The election is tomorrow (6 Nov) and it seems likely that Obama will win, though it will be close.  The polling guru Nate Silver at the New York Times blog 538 puts Obama’s odds of winning at 86% and — though Karl Rove disagreesSilver’s argument is that Ohio is likely to determine the election and Obama is likely to win Ohio; even if he doesn’t, as this helpful interactive chart indicates, Obama has many more paths to victory than Romney does because of the idiosyncratic way the electoral college system works.

No matter the outcome, this has been a pretty disappointing campaign by Obama.  This is not, as some progressives believe, because Obama’s legislative record is weak — his major policies involved some unfortunate compromises but he got more done than most first-term presidents —  but rather because he has failed to make the case for his second term in a way that will inhibit the House Republicans from engaging in more of their obstructionist antics.  Matt Bai has an essay entitled “Still Waiting for the Narrator in Chief” in yesterday’s Times that is worth reading in full because it makes much the same point but I believe Bai makes a fundamental error in his conclusion.  After arguing that, last time, Obama mistakenly interpreted his victory as a mandate to govern, Bai writes:

It was a crucial misreading of the moment, and if Obama narrowly loses, it will most likely be the moment he wishes he had back. If he wins a second term, however, then the president, who has laid out no clearer policy agenda this time than he did four years ago, will have the opportunity — the imperative, really — to learn from the one mistake [of communication] he has been willing to acknowledge. In this era of elections that teeter on the votes of a handful of states, of campaigns characterized by waxy clichés but very little courageous explanation, an election result isn’t a final verdict on one governing philosophy over another, but rather a signal that the voters have agreed to hear your case. Once you’re in office, the story you tell about and to the country isn’t some barely tolerable performance that distracts you from the job of being president. It is, to a large extent, the presidency itself.

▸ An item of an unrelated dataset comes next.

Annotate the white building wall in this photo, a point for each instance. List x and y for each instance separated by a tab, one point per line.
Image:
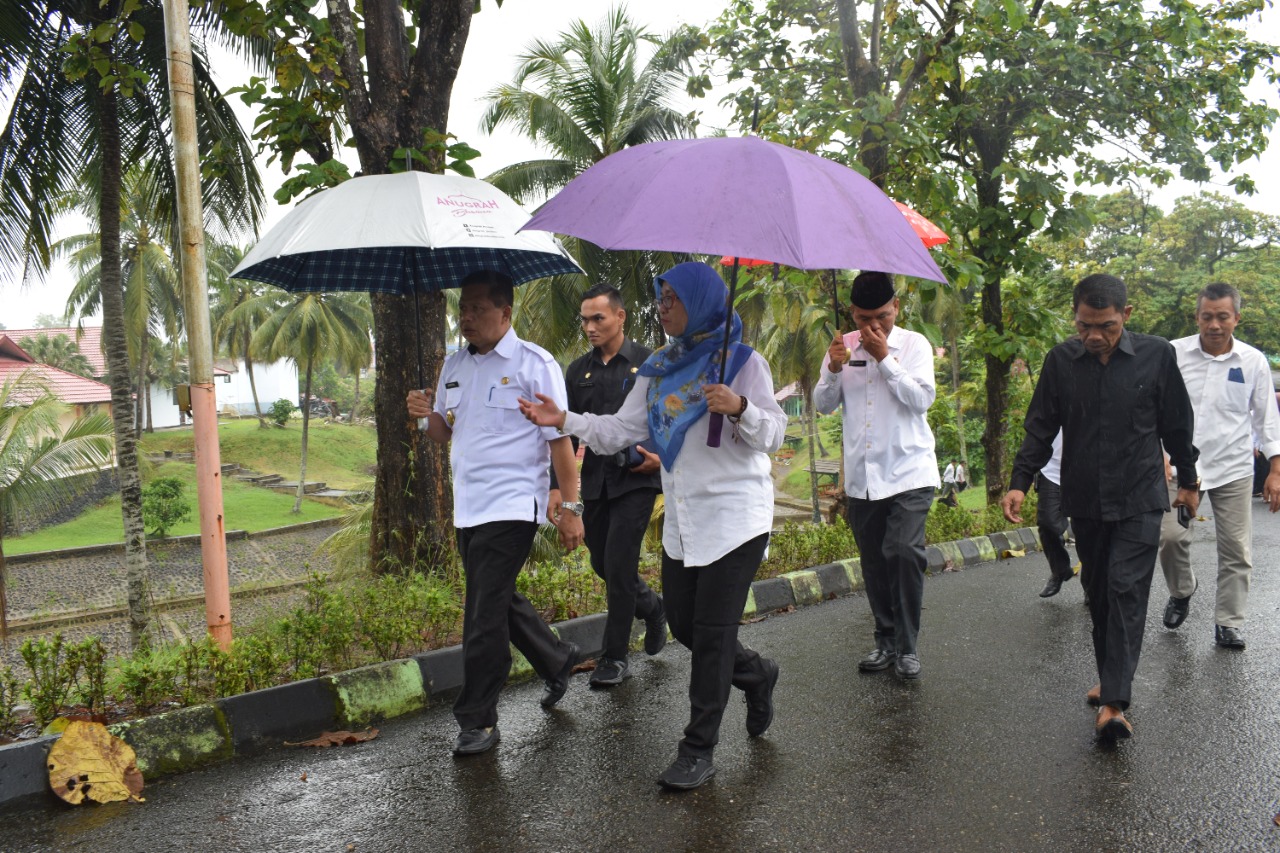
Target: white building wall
275	381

I agree with all of this, except that the campaign is when the people hear your case; the election is when they grant a provisional license allowing you to demonstrate how you will translate those promises into practice.  This distinction matters because the great irony of politics is that people listen to you more carefully as a candidate than as president.  If Obama was going to make his case, this campaign was when he needed to make it.

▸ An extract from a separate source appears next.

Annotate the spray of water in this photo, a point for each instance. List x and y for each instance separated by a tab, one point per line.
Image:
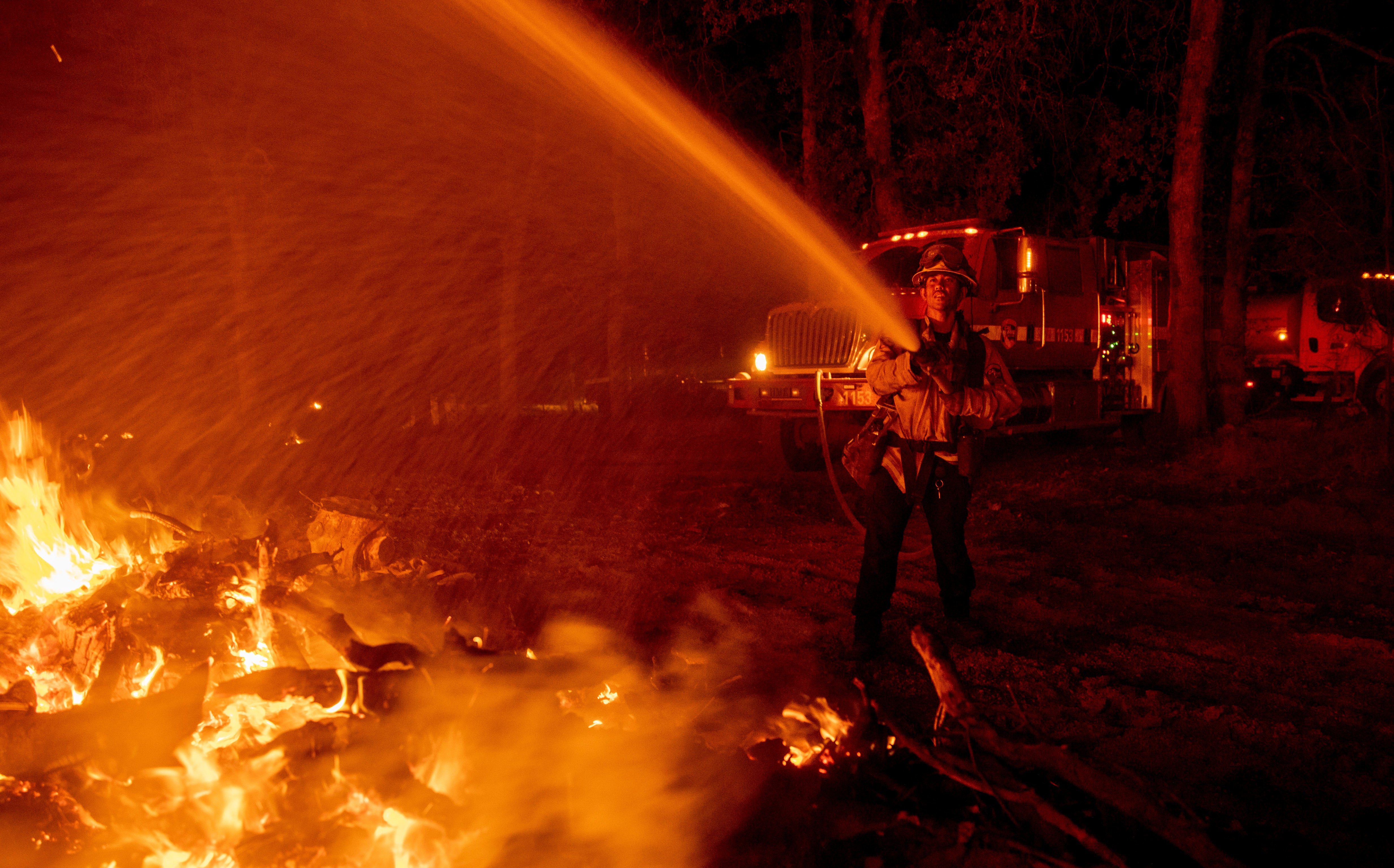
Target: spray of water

The case he should have made was simple: invert Ronald Reagan’s famous explanation for why he switched to the Republican Party, which was “I didn’t leave the Democratic Party.  The Party left me.”  There has never been a moment in American history when the Republican Party, through sheer wild-eyed ideological extremism, has abandoned a larger swathe of its constituents than now.  If you grew up as a mainstream Republican, believe tradition has value, that progress should be pursued with caution and a sense of humility, and that there is a necessary but limited role for government in doing what can not or will not be done otherwise you have to be wondering right now how you ended up in league with anti-modern, anti-science, Young Earth, theology-driven, tax rate-obsessed demagogues in a party that has become the last redoubt of white privilege.   But unless you are given somewhere to go you have little choice but to stay in the GOP and hope that the madness passes.  Obama should have addressed these rank and file Republicans directly and articulated how the Democrats now embody their values in a way that their own party leaders no longer do.  This is what Reagan did, in reverse, and it is why we still talk about ‘Reagan Democrats’ as a bedrock of the Republican base.  There are very, very few ‘Obama Republicans.’  They were there to be brought across and this was the election in which to do it but Obama didn’t tell them why they belonged in the Democratic Party.